Dynamic Growth and Replication in Coacervate Protocells

Replication and division are two of the most fundamental properties of living systems. Without replication, Darwinian evolution would not be possible, and life could never have reached the degree of complexity we see today. However, exactly how mixtures of non-living molecules developed the ability to replicate and divide, remains one of the biggest mysteries in modern science. Various molecular replicators have been investigated previously, but they are all destined to become extinct by dilution, since they lack a surrounding compartment that divides spontaneously during replication.
In this proposal, we aim at developing a new class of coacervate-based protocells that are capable of active growth and template-directed replication. The coacervates we propose here are condensed liquid droplets with a unique dual role: they act as a compartment that holds together and concentrates the template molecules and the building blocks, and they provide the right chemical environment for the replication reactions to take place at an appreciable rate.
The overall objective of this ERC proposal is to develop coacervate-based protocells that are capable of self-replication and evolution, as a physicochemical platform to study the link between compartmentalization and replication and the general principles underlying the emergence of living cells. The achieve this overall objective, we have 1) developed a wide range of chemically active coacervates that are capable of growth through chemical and enzymatic reactions, including reduction/oxidation, phosphorylation, native chemical ligation, and (de)acetylation. We have also 2) developed new methodologies to quantify the volume fraction of coacervates, the surface charge of coacervates and the binding strength of ions and small molecules to coacervate-forming molecules. Together with an in silico platform to model chemical reaction networks in coacervates, this enables us now to look at the rate of self-replication by RNA inside coacervates. Finally, 3) we developed two types of light-switchable coacervates to locally control birth and death rates in coacervate solutions to explore primitive evolution in coacervate populations.

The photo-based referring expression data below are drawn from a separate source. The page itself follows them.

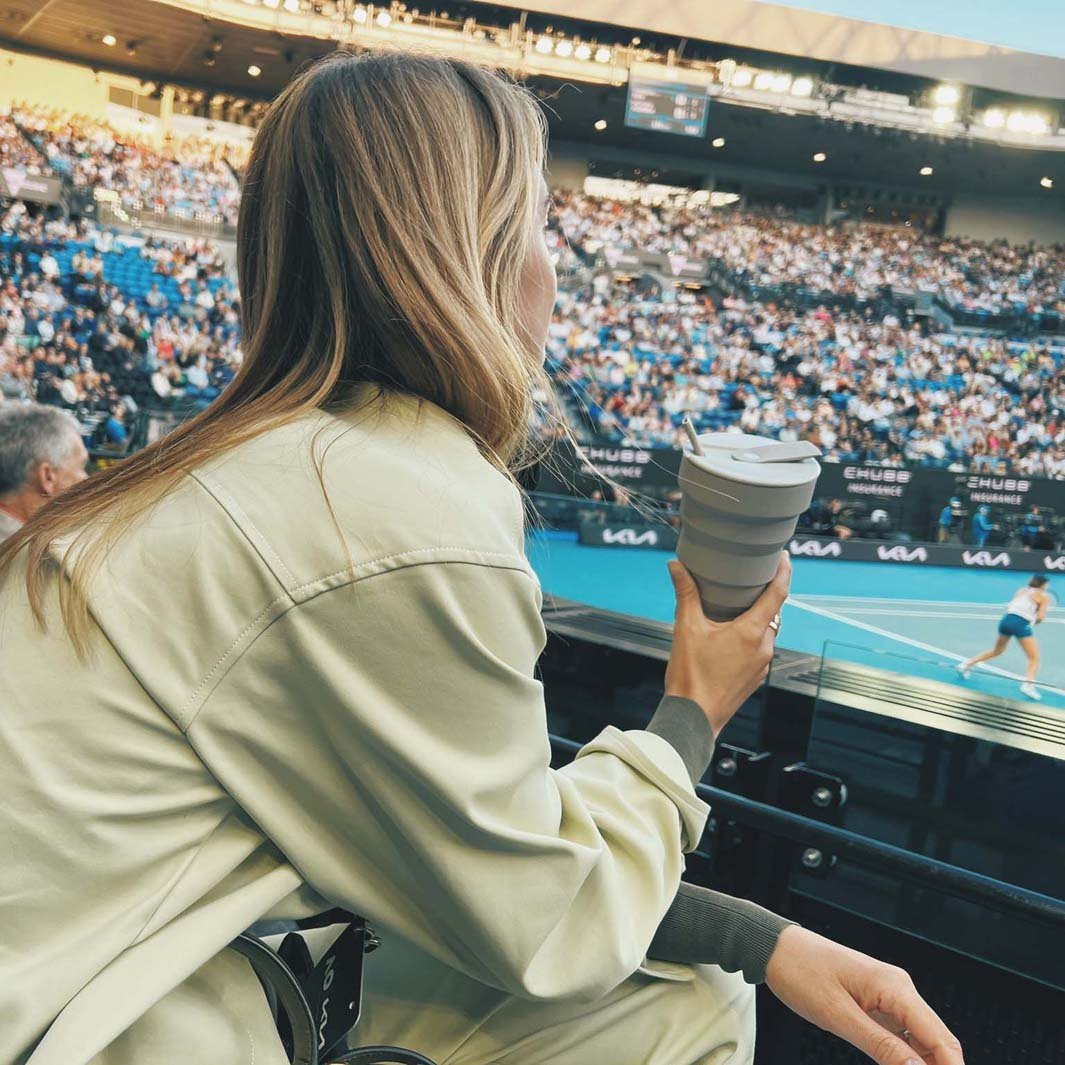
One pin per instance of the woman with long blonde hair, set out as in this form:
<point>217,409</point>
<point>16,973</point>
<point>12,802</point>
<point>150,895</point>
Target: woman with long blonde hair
<point>283,660</point>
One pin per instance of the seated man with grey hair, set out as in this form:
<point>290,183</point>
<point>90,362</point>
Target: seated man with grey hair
<point>42,454</point>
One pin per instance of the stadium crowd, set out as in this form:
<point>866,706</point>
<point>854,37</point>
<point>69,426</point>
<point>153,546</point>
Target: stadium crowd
<point>864,389</point>
<point>71,338</point>
<point>190,177</point>
<point>80,328</point>
<point>858,261</point>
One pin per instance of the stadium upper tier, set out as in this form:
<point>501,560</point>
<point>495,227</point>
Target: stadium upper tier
<point>861,261</point>
<point>88,317</point>
<point>91,322</point>
<point>186,178</point>
<point>863,388</point>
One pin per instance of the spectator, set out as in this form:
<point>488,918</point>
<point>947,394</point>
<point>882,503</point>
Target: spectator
<point>42,454</point>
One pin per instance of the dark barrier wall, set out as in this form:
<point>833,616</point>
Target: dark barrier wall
<point>912,496</point>
<point>664,538</point>
<point>636,469</point>
<point>928,554</point>
<point>629,535</point>
<point>915,496</point>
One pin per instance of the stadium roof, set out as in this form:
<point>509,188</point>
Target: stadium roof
<point>831,37</point>
<point>167,43</point>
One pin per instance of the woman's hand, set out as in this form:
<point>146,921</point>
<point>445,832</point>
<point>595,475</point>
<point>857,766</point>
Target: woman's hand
<point>719,665</point>
<point>872,1005</point>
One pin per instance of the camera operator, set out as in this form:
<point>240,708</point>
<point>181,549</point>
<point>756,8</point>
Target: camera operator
<point>1033,529</point>
<point>951,519</point>
<point>982,525</point>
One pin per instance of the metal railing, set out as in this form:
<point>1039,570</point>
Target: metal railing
<point>872,854</point>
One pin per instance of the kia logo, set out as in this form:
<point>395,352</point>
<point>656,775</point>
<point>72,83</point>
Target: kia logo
<point>984,558</point>
<point>899,553</point>
<point>629,537</point>
<point>815,549</point>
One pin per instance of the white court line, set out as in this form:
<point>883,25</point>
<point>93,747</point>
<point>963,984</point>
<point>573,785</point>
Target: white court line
<point>906,639</point>
<point>938,613</point>
<point>877,599</point>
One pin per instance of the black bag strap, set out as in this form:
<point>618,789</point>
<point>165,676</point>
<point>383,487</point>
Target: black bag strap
<point>281,983</point>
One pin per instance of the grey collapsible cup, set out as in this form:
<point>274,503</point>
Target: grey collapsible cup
<point>740,502</point>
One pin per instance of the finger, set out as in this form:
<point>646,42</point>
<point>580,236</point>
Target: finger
<point>688,603</point>
<point>770,602</point>
<point>928,1031</point>
<point>883,1046</point>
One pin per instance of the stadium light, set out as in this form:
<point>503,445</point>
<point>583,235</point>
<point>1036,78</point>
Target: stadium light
<point>1027,121</point>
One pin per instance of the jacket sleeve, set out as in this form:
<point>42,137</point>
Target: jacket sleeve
<point>390,737</point>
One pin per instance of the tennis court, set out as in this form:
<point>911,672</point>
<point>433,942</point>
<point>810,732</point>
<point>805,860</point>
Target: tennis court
<point>911,619</point>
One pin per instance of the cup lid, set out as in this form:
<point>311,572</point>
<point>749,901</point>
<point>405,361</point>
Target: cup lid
<point>749,460</point>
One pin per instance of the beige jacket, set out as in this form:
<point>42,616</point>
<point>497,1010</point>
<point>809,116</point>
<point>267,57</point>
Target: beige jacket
<point>290,706</point>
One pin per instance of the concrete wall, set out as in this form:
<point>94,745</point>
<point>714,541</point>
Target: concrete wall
<point>567,170</point>
<point>33,80</point>
<point>1019,220</point>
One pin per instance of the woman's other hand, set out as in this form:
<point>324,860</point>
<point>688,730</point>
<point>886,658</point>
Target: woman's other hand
<point>872,1005</point>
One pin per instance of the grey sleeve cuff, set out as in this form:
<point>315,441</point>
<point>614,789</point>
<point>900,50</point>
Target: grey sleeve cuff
<point>707,928</point>
<point>683,724</point>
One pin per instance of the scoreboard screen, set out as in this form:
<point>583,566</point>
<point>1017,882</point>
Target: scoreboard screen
<point>667,107</point>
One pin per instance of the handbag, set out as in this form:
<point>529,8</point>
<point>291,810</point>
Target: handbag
<point>316,1006</point>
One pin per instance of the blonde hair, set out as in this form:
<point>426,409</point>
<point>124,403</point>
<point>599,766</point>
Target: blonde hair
<point>387,212</point>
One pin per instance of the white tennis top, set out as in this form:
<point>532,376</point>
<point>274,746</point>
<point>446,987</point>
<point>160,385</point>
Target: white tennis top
<point>1023,605</point>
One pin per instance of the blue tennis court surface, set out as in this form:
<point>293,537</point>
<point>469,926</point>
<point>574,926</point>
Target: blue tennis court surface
<point>911,619</point>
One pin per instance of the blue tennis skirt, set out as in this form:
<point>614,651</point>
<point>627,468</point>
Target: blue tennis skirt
<point>1013,624</point>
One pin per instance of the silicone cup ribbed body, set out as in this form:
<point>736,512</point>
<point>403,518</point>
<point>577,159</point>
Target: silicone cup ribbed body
<point>733,545</point>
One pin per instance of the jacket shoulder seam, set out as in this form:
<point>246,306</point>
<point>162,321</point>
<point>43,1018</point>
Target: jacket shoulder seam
<point>409,560</point>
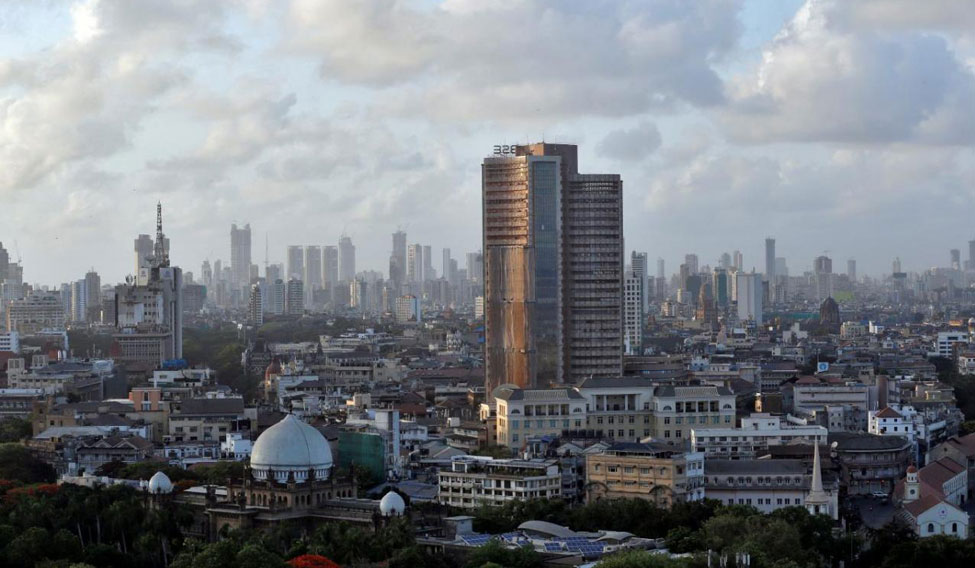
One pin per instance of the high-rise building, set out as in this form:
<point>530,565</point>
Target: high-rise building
<point>240,256</point>
<point>313,271</point>
<point>294,297</point>
<point>93,297</point>
<point>638,264</point>
<point>296,262</point>
<point>330,264</point>
<point>255,306</point>
<point>143,250</point>
<point>149,312</point>
<point>633,292</point>
<point>414,263</point>
<point>428,272</point>
<point>553,309</point>
<point>445,266</point>
<point>475,267</point>
<point>750,295</point>
<point>346,259</point>
<point>397,259</point>
<point>823,272</point>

Several coacervate systems that show dynamic growth have been developed. This dynamic growth is manifested as a gradual increase in size of the coacervate protocells as a result of chemical reactions taking place either inside the protocells or in their immediate vicinity. The chemical reactions that can drive growth are diverse, ranging from reactions between small, prebiotically relevant molecules to enzyme-catalyzed conversions. Importantly, we discovered that the coacervates can function as novel types of catalysts: by concentrating substrates and providing a unique physicochemical environment for the reactions, they are able to accelerate chemical reactions by orders of magnitude. When these reactions give rise to new coacervate material, the coacervate protocells grow autocatalytically. Growth has been studied at single droplet level to afford a detailed understanding of the underlying mechanisms. The growth can be tuned by controlling the reaction rates, from minutes to days.

A versatile peptide-based synthon for simple coacervates with a stickers-and-spacer architecture was developed. By varying the amino acids in the stickers, various condensate shapes can be formed, including coacervates, star-shaped needles and amorphous aggregates. By including a disulfide bond in the spacer, exchange reactions are possible with potential for replication and evolution. Some simple coacervates could undergo a liquid-to-solid transformation, nucleated within the coacervates, and leading to well-defined fibers emerging from the droplets.

A short peptide derivative capable of forming simple coacervate compartments can be considered a breakthrough for the field of protocells and origin of life. The idea that coacervates could have served as protocellular compartments dates back nearly 100 years to Alexander Oparin. However, until now, all examples of coacervates were either formed with long synthetic polymers or complex and non-prebiotic molecules, such as PDDA, PLys, ATP and ELPs. Therefore, the coacervate hypothesis for the origin of life has long been considered unrealistic, because of the incompatibility with small molecules. We showed that short peptide derivatives with only 4 amino acids can undergo liquid-liquid phase separation and spontaneously form coacervate droplets under ambient conditions (pH 7, room temperature, weak salinity) that contain up to 75% water. The high water content enables uptake of active biomolecules and the coacervates function as catalytic microreactors for anabolic reactions. This puts the coacervate hypothesis for the origin of life back into a new perspective. Moreover, the enhanced reaction rates open the way for further development of coacervates as innovative green catalysts.

In addition, several new methods have been developed to quantify the volume fraction of coacervates, the surface charge of coacervates and the binding strength of ions and small molecules to coacervate-forming molecules. Together with an in silico platform to model chemical reaction networks in coacervates, this enables us now to look at the rate of self-replication by RNA inside coacervates. This opens the way for new rational design of coacervate-forming molecules and chemically active coacervates.